PEP 724: Stricter Type Guards

I have a different viewpoint. A few people have objected to changing the behavior of TypeGuard, but I find their arguments unconvincing. The objections mostly come from those who admit to not using static type checking. This feature is targeted at users of static type checkers, and I think we should make a decision based on what’s best for the target audience. Developers who rarely use static typing don’t appreciate how frequently bug fixes and improvements in type checkers result in “breaking changes”. Users of type checkers generally accept and appreciate improvements and readily adjust their code bases accordingly.

I don’t think we should be cavalier about making changes to the typing standard, but I also don’t think we should use the same backward compatibility standards as runtime behavior. The current PEP makes a well-reasoned argument for making this change.

My opinion is that any pain incurred by a change in TypeGuard behavior will be minor (affecting very few users) compared to the significant pain and confusion that will result from adding another construct like StrictTypeGuard. Let’s take that into consideration when making this decision.

Type checkers can mitigate any minor backward compatibility issues by offering a configuration switch that preserves the older behavior. This will give developers an opportunity to choose when they want to make any potential changes to their code bases if required. In the vast majority of cases, developers will see no difference.

22 Likes

As a user of type checking I completely agree with this argument.

Backwards compatibility is not a goal in itself, as I understand it backwards compatibility is meant to allow users to easily upgrade to a new version without too many breaking changes. It’s about setting expectations and provide ease of use for users.

As long as the name isn’t changed (and therefore there is no real runtime change) the only upgrade path to consider is that of upgrading your type checker. When upgrading your type checker a user should currently already expect breaking changes. That’s the status quo already, and I’m glad it is because that means we constantly get better type checkers that warn about issues they previously didn’t see. I don’t see how this PEP changes the current status quo.

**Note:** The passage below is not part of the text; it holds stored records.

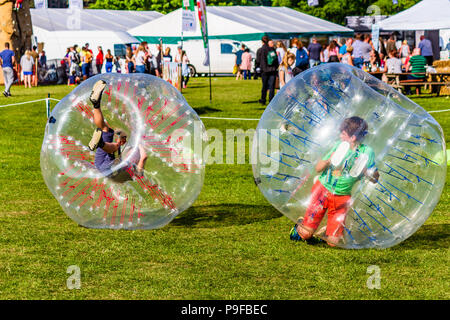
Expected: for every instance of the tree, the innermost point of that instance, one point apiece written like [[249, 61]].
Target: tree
[[336, 10], [331, 10]]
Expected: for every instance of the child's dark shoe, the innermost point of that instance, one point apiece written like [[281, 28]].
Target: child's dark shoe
[[293, 235], [96, 139], [96, 94]]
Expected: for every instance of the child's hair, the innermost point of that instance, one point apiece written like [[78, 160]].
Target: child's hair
[[355, 126]]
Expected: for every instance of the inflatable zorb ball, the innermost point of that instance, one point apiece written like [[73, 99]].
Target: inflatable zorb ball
[[301, 125], [155, 116]]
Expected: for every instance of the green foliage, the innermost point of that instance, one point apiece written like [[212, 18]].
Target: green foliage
[[331, 10], [162, 6], [336, 10]]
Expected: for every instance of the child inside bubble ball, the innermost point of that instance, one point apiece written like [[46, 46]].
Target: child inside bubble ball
[[346, 163], [103, 142]]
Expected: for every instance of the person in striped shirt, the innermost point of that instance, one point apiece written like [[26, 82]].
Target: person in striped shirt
[[416, 64]]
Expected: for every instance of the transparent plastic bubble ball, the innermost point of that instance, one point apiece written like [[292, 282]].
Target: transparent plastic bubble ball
[[403, 143], [158, 123]]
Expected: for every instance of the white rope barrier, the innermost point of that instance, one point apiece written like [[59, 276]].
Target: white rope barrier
[[242, 119], [20, 103], [210, 118]]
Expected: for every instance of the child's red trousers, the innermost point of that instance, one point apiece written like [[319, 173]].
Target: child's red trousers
[[321, 201]]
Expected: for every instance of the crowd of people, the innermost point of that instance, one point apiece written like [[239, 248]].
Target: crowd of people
[[80, 62], [277, 64], [27, 67]]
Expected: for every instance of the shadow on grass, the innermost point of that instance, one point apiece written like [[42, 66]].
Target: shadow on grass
[[434, 236], [224, 215], [196, 86], [205, 109]]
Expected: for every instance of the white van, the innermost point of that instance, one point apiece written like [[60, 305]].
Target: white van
[[222, 55]]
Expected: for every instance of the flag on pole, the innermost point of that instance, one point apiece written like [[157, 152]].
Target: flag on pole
[[188, 21], [201, 4], [40, 4], [76, 4]]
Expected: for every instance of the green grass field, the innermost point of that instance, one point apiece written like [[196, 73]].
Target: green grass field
[[231, 244]]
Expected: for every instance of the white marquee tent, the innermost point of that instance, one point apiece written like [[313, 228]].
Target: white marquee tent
[[425, 15], [241, 23], [59, 29]]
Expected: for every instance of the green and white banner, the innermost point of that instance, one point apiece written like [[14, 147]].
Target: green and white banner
[[201, 4], [188, 21]]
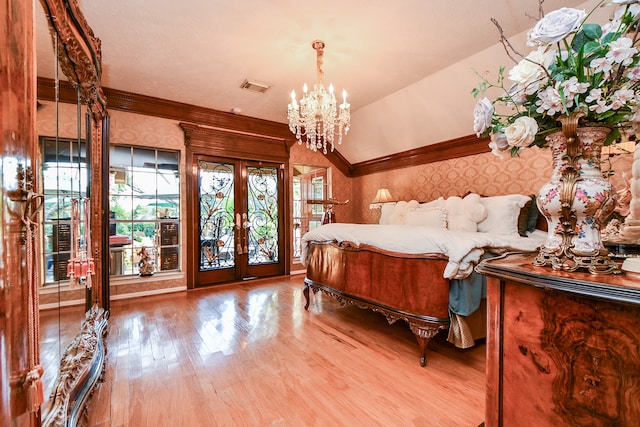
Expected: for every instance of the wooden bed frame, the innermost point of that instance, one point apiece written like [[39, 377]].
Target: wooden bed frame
[[400, 286]]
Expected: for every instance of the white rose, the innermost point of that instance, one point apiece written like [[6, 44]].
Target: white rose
[[530, 73], [522, 132], [482, 116], [556, 25], [498, 144]]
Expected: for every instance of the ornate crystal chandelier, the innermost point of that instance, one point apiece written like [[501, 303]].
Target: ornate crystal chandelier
[[315, 118]]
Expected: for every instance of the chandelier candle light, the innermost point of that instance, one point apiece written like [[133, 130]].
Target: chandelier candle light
[[315, 118]]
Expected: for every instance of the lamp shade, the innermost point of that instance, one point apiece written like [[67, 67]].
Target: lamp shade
[[382, 196]]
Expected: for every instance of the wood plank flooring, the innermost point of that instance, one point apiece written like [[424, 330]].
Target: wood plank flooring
[[249, 355]]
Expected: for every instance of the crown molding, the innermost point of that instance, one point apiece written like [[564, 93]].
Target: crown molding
[[446, 150], [141, 104]]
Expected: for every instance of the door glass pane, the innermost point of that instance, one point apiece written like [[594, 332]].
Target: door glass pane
[[262, 194], [216, 195]]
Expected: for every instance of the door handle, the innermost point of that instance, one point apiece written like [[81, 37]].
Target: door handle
[[246, 225]]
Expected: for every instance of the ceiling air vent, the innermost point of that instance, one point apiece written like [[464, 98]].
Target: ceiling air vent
[[254, 86]]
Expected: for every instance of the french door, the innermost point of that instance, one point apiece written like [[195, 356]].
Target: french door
[[240, 220]]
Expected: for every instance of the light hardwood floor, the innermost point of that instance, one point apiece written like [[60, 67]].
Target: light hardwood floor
[[250, 355]]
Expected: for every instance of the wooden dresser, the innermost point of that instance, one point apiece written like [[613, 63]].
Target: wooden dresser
[[563, 349]]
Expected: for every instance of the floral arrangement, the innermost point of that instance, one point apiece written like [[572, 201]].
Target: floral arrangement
[[576, 66]]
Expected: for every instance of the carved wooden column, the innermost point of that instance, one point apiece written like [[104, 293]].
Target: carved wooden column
[[17, 153], [80, 58]]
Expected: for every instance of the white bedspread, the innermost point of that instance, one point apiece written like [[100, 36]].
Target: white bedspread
[[462, 248]]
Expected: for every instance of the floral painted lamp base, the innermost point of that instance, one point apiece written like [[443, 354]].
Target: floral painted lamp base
[[576, 200]]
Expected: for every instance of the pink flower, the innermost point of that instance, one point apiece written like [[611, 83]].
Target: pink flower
[[621, 51]]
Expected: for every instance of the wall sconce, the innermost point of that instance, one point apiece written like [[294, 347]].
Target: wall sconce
[[625, 146], [382, 196]]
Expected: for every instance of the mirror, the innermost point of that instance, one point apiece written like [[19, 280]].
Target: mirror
[[72, 126]]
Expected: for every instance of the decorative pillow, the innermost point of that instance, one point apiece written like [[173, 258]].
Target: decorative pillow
[[464, 214], [439, 202], [386, 211], [502, 214], [435, 217], [528, 217]]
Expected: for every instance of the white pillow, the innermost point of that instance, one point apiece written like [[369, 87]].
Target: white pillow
[[439, 202], [464, 214], [435, 217], [399, 215], [502, 214], [386, 211]]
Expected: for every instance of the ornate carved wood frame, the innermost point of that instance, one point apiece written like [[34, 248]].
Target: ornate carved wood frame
[[80, 56]]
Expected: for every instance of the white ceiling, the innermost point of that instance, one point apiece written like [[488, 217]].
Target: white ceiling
[[200, 51]]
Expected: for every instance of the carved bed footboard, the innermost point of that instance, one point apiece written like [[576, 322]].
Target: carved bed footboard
[[400, 286]]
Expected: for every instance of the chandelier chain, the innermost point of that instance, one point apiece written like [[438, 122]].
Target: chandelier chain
[[317, 119]]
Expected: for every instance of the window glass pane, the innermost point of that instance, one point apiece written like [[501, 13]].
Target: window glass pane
[[120, 182], [168, 207], [168, 184], [144, 208], [144, 184], [121, 207], [144, 195], [120, 157], [168, 161], [144, 158], [144, 233]]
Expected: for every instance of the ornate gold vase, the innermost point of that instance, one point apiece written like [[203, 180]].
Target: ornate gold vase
[[576, 200]]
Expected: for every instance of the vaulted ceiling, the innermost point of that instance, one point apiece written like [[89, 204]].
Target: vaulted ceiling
[[200, 52]]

If we want to start enforcing the same backwards compatibility policy to the typing behaviour as to the runtime behaviour somebody should first check whether this is really what users want. From my personal experience and talking with colleagues I have not seen anybody that would think that is better.

Of course it is annoying that a type checker upgrade is a little bit more involved, but that’s just a side effect of getting all the improvements of an upgrade.

5 Likes

I’m going to pick at this a little, although I agree with almost all of the surrounding context.

This is not what type checker changes look like for libraries. For a library, you basically put your annotations out into the world and cross your fingers – you don’t control the type checker version or flags at all.

This echoes a lot of what’s in this thread – not a ton of super strong objections to the PEP change itself, but a lot of subthreads pushing people to broaden their perception of impact when talking about typing changes.

I think several of us jumped in on the naming enthusiastically in part because Jelle as the PEP sponsor seemed open to it. But, also worth noting, he didn’t suggest going with StrictTypeGuard. I’ll presume, though I don’t want to put words in his mouth, that he sees the same kind of future confusion arising from that name that you do. I don’t or didn’t see it as so bad, but having another type checker maintainer saying that it’s a major issue is rapidly convincing me that I’ve underrated how many users are likely to be confused.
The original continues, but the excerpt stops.